Sunday at Lambeau Field will be the first time Martellus will see his brother since the incident. They initially spoke about it not long after it happened, following Martellus' late-night return from the Packers' preseason game at Denver, which finished as the prize fight in Vegas got underway.

Martellus said they have spoken via FaceTime multiple times per week, and they've talked on the phone several times as well. The night of the incident, Martellus said his focus was on calming Michael down.

Since then, he's just tried to help his brother deal with his emotions, process his desire to go public, and navigate how to do so.

"I'm very proud of Michael and the way that he handled it," Martellus said.

The Las Vegas Police Department has said the incident is under investigation.

After Michael's letter was posted online Wednesday, Martellus responded with his own heartfelt social media post, and then a partial video of the incident also surfaced on the internet. It was understandably difficult for Martellus to watch.

"I had to walk out of a meeting, because I broke down crying thinking about what could have happened, what could have been," said Martellus, later adding that he's obviously looking forward to his brother coming to town.

"Sometimes a hug is the best thing you can give," he said. "I don't have the answers."

Michael Bennett has been one of the NFL's more outspoken players on social issues, and he has continued the silent protest, started by quarterback Colin Kaepernick last year, of kneeling during the national anthem before the past month's preseason games.
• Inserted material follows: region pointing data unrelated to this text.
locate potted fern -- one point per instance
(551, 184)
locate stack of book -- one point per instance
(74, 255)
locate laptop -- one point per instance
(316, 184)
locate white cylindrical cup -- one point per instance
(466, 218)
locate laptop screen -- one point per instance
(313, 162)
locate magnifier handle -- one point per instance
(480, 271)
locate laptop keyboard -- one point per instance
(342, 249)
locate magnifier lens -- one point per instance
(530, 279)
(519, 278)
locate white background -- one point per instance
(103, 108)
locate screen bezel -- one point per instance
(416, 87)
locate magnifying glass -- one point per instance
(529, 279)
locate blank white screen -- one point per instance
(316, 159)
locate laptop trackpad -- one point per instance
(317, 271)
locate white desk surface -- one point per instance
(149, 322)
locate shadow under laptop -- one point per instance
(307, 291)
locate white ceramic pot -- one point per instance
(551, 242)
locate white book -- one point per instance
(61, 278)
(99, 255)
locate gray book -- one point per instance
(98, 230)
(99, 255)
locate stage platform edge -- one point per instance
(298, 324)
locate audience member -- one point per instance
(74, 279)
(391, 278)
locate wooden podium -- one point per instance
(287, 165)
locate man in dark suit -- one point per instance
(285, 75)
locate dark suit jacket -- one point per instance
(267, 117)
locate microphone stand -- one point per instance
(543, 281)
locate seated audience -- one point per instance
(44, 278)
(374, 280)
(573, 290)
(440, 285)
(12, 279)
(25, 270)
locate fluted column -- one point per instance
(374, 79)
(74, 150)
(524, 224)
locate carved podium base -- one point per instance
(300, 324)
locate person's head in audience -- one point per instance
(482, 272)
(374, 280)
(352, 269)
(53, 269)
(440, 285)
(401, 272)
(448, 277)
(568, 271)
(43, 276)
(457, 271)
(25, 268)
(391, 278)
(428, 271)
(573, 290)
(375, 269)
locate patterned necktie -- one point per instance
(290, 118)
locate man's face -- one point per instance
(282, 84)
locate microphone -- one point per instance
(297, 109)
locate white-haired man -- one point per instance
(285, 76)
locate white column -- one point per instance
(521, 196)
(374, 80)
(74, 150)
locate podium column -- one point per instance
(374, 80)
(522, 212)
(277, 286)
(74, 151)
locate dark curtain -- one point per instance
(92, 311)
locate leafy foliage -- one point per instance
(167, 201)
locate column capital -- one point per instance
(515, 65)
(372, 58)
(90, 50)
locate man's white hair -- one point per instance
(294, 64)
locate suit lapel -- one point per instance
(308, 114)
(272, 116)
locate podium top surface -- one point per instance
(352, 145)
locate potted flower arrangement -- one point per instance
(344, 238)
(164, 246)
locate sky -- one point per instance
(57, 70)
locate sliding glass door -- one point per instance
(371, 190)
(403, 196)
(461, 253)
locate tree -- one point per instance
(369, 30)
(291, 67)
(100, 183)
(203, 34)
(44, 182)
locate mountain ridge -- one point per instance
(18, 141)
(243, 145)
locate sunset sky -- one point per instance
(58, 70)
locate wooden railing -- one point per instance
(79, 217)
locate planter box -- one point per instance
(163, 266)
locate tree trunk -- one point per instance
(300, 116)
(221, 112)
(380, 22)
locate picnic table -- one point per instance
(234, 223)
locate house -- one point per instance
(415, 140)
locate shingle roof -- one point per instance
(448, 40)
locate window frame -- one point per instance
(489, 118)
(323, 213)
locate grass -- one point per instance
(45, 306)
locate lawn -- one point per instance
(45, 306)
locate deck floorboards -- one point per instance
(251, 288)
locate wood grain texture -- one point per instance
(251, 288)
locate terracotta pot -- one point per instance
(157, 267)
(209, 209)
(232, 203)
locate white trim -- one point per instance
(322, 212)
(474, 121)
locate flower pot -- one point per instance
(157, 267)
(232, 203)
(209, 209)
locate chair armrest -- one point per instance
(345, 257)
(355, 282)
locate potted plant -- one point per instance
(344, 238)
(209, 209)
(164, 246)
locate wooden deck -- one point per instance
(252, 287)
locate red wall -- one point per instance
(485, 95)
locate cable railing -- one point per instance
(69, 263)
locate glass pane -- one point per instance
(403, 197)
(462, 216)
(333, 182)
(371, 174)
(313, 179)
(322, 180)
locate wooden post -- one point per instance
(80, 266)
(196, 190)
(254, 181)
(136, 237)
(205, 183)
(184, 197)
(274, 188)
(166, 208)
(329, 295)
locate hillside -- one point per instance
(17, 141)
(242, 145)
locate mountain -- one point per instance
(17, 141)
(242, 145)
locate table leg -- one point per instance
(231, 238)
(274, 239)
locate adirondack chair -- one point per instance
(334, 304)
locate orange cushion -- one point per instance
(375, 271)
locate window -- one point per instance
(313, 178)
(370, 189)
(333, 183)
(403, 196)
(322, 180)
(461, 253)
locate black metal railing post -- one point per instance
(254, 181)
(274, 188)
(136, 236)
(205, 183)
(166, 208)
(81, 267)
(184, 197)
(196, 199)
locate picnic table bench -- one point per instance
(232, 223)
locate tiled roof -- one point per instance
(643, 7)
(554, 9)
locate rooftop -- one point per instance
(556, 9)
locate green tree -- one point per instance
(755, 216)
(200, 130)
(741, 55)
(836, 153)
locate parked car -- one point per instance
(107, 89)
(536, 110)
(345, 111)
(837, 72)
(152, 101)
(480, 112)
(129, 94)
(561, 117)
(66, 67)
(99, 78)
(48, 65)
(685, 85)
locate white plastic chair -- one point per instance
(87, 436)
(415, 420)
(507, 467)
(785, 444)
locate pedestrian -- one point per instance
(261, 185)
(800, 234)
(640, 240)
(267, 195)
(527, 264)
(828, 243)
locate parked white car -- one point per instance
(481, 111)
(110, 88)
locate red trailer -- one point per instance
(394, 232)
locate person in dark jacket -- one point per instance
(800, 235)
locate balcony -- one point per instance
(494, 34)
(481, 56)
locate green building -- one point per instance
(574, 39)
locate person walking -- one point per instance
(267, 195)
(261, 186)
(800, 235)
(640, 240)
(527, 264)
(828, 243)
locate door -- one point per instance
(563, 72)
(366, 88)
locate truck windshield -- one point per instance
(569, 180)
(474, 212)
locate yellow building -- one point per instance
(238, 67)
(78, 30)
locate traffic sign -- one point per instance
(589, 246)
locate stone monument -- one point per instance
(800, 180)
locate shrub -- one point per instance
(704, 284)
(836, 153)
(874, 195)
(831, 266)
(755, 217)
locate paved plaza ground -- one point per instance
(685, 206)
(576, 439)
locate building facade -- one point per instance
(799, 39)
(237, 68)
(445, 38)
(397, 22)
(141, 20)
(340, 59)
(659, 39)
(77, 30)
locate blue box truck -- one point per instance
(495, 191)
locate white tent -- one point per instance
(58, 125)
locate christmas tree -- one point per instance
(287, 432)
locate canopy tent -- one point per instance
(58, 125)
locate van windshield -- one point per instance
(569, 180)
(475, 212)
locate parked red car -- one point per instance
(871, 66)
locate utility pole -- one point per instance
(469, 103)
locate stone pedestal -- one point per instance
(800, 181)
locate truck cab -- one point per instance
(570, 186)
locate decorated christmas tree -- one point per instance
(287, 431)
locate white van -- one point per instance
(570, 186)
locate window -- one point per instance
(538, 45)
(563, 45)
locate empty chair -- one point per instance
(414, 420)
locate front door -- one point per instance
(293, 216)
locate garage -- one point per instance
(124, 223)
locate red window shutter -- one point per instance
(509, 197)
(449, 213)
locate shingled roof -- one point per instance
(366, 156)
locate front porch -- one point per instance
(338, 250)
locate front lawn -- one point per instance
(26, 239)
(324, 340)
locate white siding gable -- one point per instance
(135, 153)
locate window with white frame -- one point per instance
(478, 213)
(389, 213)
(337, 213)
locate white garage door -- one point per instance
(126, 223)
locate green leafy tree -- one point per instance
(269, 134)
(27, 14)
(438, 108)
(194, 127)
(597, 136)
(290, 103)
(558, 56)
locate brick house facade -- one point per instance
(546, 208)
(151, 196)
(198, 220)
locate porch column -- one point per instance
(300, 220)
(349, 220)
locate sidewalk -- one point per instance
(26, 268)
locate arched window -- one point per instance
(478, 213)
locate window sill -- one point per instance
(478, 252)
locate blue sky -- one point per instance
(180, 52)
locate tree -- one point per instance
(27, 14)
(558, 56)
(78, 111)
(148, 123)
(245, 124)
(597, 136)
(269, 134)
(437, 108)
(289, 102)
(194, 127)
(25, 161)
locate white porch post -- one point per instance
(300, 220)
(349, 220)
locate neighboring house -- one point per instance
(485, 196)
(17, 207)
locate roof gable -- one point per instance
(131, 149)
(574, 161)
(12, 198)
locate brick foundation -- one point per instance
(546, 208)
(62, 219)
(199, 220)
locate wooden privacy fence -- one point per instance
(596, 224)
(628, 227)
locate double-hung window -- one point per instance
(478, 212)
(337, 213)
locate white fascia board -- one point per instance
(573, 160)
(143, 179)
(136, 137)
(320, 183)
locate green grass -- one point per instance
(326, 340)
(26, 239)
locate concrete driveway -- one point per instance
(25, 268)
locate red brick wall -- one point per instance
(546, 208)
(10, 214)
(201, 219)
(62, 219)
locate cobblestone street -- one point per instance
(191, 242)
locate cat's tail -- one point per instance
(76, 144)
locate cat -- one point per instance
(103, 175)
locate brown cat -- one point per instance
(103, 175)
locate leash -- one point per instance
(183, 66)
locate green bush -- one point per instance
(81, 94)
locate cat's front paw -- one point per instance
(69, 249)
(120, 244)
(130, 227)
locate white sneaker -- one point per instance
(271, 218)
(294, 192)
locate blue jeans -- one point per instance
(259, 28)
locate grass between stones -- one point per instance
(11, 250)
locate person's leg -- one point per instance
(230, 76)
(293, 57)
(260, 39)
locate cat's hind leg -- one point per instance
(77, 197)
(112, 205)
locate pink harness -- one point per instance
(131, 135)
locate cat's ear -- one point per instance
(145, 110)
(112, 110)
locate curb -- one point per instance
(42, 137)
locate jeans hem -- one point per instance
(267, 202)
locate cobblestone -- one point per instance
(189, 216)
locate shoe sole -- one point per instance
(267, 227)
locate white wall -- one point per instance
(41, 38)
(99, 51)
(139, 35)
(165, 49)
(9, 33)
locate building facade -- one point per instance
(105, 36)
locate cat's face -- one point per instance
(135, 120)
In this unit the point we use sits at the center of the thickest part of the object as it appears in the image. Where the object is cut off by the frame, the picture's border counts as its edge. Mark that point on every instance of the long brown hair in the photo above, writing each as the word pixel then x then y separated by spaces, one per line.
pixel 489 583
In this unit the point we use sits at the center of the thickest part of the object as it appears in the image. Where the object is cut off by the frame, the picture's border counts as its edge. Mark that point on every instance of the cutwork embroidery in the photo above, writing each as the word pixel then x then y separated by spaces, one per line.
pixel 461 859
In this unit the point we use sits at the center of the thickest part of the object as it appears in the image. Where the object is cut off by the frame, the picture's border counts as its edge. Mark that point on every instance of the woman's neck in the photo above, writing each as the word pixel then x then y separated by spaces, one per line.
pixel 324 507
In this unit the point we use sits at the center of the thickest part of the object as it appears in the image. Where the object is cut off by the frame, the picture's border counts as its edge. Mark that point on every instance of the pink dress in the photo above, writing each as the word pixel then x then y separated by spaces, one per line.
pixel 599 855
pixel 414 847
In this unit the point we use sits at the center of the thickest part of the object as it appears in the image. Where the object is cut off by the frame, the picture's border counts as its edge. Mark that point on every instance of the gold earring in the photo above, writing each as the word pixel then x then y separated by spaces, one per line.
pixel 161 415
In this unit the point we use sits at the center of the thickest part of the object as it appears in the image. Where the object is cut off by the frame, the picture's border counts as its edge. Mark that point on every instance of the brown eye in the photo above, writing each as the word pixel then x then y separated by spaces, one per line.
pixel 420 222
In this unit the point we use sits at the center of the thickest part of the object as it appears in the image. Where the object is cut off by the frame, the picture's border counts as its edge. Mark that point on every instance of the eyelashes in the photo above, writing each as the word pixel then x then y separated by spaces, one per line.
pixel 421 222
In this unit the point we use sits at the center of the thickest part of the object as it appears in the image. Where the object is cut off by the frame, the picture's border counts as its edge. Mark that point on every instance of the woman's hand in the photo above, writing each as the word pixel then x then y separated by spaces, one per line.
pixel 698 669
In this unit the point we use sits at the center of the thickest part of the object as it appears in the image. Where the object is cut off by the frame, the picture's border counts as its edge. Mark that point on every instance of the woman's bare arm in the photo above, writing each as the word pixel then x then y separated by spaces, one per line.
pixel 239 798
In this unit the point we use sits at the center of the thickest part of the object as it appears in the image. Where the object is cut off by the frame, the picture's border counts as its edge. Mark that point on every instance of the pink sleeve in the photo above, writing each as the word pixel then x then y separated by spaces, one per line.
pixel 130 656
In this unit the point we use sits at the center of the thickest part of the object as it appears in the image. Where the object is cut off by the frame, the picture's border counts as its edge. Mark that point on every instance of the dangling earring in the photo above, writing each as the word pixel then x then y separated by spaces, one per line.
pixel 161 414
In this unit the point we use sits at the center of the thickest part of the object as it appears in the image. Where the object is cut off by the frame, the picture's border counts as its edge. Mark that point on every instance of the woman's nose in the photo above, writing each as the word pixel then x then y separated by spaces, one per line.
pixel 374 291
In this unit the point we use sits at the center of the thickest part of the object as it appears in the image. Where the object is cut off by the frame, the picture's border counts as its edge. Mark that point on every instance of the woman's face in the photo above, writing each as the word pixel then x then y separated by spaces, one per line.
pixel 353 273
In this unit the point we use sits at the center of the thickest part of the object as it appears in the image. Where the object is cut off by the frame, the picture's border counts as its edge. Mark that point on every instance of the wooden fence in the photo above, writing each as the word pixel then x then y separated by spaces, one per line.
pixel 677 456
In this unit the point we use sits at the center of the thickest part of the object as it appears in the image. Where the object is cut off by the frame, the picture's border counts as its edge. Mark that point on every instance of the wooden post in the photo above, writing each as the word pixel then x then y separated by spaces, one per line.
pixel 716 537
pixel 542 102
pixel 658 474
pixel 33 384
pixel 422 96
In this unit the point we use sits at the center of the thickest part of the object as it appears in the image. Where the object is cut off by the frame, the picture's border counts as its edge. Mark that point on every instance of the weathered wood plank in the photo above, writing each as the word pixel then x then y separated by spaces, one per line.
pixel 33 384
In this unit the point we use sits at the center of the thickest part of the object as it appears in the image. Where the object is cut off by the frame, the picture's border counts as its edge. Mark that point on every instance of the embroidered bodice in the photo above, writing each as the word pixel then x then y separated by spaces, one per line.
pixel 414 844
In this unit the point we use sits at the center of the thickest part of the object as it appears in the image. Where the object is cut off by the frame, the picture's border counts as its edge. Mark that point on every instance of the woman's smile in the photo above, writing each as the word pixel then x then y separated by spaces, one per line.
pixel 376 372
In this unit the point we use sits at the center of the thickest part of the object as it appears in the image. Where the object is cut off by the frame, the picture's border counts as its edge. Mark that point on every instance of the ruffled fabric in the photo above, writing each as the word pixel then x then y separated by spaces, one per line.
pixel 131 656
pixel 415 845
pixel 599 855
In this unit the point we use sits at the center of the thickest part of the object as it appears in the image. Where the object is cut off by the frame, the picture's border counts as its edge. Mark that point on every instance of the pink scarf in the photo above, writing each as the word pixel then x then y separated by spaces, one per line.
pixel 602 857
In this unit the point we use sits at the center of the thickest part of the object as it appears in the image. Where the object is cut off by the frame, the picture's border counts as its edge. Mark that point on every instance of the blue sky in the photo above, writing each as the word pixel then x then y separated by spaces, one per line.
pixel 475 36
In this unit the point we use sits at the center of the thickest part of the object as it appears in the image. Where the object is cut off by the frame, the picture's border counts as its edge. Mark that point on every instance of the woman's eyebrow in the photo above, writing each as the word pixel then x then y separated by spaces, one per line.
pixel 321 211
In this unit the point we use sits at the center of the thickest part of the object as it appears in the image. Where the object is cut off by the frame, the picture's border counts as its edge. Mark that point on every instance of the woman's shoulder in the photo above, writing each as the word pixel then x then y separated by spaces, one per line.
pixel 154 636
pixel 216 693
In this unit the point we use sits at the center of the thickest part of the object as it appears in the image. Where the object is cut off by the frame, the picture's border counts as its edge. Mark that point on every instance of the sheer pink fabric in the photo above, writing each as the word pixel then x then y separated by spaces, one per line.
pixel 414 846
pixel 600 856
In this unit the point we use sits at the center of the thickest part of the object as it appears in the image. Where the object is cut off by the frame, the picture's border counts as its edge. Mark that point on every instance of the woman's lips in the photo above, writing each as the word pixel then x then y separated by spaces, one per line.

Michael had said before the Vegas incident he plans to continue kneeling during the regular season. How others react around him on Sunday at Lambeau will certainly be watched closely.

The Seahawks have made public statements of support for Michael, as has NFL Commissioner Roger Goodell, and Martellus hopes the involvement of his brother – a rich, famous athlete – in this incident will generate discussions about the inherent social and racial issues that he believes many are hesitant to engage in.

"I think a lot of people are uncomfortable talking about these things in the world," Martellus said. "But I think it's a conversation that needs to be had."